If you and your fiance are among the growing group of people who want to protect yourselves if a divorce happens by executing a prenuptial agreement before you get married, you should take pride in the fact that you’re making a very rational decision. However, simply executing a prenuptial agreement now doesn’t inherently prevent you from a contested divorce in the future.
If you fail to create a legally sound and enforceable agreement, the result could well be that the courts refuse to uphold the agreement and will instead expect you to litigate your divorce. Planning carefully when creating a prenuptial agreement can help ensure you don’t fall victim to this potential pitfall.
Your document should protect both people
One of the biggest mistakes people make when creating a prenuptial agreement is focusing only on protection for one spouse. Both spouses should benefit from the contract. If only one spouse benefits from the prenuptial agreement, the courts may rule that it is unconscionable and refuse to uphold it.
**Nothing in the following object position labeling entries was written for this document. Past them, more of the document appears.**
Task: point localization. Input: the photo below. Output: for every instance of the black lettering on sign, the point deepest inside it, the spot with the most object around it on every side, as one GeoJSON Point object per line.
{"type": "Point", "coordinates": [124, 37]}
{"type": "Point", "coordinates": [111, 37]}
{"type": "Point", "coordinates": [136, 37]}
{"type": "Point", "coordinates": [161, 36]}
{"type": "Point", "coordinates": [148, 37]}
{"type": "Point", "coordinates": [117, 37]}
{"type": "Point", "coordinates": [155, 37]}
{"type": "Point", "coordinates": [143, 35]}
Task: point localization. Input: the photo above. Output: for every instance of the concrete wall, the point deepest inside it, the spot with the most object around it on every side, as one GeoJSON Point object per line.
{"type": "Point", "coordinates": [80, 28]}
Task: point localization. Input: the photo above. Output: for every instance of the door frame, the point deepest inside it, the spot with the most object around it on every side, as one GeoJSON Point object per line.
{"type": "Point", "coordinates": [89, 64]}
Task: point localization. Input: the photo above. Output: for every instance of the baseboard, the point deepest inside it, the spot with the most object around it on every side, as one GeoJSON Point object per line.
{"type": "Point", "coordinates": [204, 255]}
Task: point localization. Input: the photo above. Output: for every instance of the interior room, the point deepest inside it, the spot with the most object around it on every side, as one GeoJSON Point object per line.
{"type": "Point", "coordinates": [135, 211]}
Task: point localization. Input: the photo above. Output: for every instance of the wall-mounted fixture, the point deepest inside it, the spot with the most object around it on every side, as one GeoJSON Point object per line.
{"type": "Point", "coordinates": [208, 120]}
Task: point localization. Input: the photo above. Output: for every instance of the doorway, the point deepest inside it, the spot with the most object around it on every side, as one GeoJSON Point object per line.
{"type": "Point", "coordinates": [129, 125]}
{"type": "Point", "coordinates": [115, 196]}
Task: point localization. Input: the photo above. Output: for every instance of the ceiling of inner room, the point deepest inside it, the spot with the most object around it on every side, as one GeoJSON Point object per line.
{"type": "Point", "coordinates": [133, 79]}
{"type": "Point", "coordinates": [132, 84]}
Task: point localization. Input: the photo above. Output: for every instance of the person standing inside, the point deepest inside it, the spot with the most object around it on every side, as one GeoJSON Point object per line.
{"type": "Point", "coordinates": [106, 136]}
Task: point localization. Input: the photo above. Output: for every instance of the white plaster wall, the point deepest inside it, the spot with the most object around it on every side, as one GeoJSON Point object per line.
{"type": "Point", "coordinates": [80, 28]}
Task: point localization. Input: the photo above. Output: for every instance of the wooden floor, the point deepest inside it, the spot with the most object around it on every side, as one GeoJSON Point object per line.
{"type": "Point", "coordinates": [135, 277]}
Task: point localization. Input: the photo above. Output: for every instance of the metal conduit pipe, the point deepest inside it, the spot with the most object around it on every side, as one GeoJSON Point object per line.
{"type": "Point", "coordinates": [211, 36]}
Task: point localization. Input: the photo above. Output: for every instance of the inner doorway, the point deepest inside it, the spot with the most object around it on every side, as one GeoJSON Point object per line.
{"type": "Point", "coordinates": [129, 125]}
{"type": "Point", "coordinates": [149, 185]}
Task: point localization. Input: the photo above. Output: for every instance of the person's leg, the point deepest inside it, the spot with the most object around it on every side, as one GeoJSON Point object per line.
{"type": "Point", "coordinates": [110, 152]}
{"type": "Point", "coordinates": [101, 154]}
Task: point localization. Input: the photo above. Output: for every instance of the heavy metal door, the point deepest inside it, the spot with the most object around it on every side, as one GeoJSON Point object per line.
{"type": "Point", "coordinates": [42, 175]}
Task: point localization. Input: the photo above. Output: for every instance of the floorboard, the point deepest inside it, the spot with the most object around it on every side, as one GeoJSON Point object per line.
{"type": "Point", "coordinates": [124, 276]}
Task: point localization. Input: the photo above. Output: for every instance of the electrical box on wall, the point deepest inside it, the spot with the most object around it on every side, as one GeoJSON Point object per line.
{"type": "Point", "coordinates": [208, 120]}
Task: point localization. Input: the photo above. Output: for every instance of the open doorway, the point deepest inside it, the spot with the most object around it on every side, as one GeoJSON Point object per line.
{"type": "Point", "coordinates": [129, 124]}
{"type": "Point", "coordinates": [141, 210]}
You need to disclose your assets and debts in full
People sometimes attempt to hide valuable assets from their spouse or fiance because they don’t want the other party to make a claim against that asset in the future. However, you must disclose your separate property as part of the prenuptial agreement process or risk the invalidation of the document. Hidden assets mean that you would not provide full disclosure, which means that your spouse didn’t enter into the contract with full knowledge of its implications.
You need to avoid illegal inclusions and basic mistakes
Another easy way to invalidate your prenuptial agreement during its creation is to include terms that the state simply won’t enforce. An example is a clause waiving child support obligations in the event of a divorce. A parent cannot waive a benefit intended for a child on behalf of the child.
If you include something potentially illegal, like a child support waiver, the courts could ignore that clause or throw out the whole document. Finally, ensure you have adequate legal reviews for the prenuptial agreement, as something as simple as missing initials or signatures could leave you without a valid prenuptial agreement when you need it.